We will use a RegEx formula to select the domain (s) that we want to accept the current Transport Rule. When using the string ' @ domain.com $ ', all disks containing only that string will match, for example, user1@domain.com , userXX@domain.com .

The exception we have added to the Transport Rule to allow internal users to send mail to an external domain is shown in Figure 6. At that time, Anderson Patricio users can send mail to an external domain @ andersonpatricio.org $ (shown in the TO link).



We can use the above method to allow users to receive mail from the Internet by editing the Transport Rule configuration and selecting except when the text patterns appear in a message header on the Exceptions page. You then need to add the word FROM to the message header link, and in the list of approved domains use the same template we used earlier (@ domain.com $). After configuration allows users to receive mail from the Internet, the Exceptions configuration information of the Transport Rule is shown in Figure 7.

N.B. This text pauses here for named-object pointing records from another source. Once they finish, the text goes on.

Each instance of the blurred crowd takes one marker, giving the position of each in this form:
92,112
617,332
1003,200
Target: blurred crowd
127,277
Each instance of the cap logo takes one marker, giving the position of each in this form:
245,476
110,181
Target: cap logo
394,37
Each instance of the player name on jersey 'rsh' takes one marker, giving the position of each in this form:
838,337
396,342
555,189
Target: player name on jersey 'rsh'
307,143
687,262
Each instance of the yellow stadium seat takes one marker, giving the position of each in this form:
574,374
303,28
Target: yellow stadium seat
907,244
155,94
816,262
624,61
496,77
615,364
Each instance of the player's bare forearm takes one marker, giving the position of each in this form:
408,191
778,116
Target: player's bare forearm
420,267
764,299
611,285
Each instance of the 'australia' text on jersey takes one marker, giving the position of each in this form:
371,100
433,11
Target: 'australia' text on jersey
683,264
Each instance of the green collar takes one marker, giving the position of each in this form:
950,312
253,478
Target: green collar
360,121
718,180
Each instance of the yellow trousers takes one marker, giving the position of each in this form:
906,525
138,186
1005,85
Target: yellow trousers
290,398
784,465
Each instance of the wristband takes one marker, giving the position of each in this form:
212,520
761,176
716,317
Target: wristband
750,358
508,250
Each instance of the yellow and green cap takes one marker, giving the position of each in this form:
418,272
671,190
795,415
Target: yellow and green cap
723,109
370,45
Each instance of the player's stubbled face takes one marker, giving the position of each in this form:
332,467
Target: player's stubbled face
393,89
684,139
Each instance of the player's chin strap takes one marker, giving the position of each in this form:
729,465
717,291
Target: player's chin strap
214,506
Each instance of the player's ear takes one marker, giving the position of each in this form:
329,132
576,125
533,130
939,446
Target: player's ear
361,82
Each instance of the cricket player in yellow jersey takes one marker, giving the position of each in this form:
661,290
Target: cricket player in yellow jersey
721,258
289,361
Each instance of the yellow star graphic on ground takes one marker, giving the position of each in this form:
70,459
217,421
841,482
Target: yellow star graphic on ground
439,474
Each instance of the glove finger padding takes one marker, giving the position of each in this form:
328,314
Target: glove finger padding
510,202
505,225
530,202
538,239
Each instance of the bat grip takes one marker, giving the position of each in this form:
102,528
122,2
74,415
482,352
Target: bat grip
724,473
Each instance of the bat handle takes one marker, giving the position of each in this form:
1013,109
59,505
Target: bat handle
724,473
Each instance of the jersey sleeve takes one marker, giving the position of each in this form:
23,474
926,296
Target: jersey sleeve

Then user Anderson Patricio can receive mail sent from the domain outside @ andersonpatricio.org $ (shown in the FROM link).

Conclude

In this article we learned how to limit internal and inbound mail traffic, the amount of mail received from the Internet, the amount of mail sent out of the system, and a number of rules for the most users. determined. These are common operations that the Mail Server system administrator must always perform.